Es increíble como a veces, con muy poco, un día normal, sin nada especial, un día incluso gris, puede darse la vuelta y dejarnos buen sabor de boca. A veces basta un simple detalle para olvidarnos de lo malo. Es como magia. Si tenemos suerte, por sorpresa, otra persona nos ayuda a arrancarnos esa sonrisa que se nos resistía. Pero, a veces, los demás no se percatan de que necesitamos un empujoncito, o no tienen tiempo, por lo que siempre viene bien cuidar de nosotros mismos.
No es cuestión de dinero. A veces lo más sencillo funciona: una llamada inesperada, un gesto cariñoso, o una palabra amable. Parar un rato, darse un baño caliente, tomar una copa de vino, escuchar una canción o disfrutar de cinco minutos de paseo. Sólo hay que saber apreciar el momento cuando llega.
Ayer a las siete de la tarde recibo el mensaje triunfante de una amiga del trabajo: se ha ido a su hora de la oficina y piensa seguir haciéndolo a partir de hoy. La felicito y animo de corazón. Una pequeña victoria. Una batalla ganada. Algo importante. Algo que celebrar.
Hoy me he comprado unas flores. Por primera vez en mi vida, me he comprado flores a mí misma. Iba corriendo como siempre, de recado en recado y sin tiempo a nada. Al ver la floristería me he parado en seco. No lo he dudado: mi día pedía a gritos un toque de color. Mi mañana acababa de cambiar por completo. Ya tenía algo bonito que contar.

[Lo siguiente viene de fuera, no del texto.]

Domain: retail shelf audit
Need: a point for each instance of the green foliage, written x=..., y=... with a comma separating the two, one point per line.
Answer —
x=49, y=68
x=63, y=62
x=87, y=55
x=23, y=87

Lo que necesitamos depende de cada uno y de cada momento. Pero hay cosas que siempre funcionan. Yo lo tengo claro: mi mayor fuente de pequeñas y grandes alegrías son las tres personitas más graciosas que conozco. No importan las noches sin dormir, el cansancio o las rabietas. No importan los líos del trabajo, las facturas o los atascos. Nunca falla. Lo olvido todo con un abrazo y las palabras mágicas “Mamá, te quiero hasta el infinito y más allá”.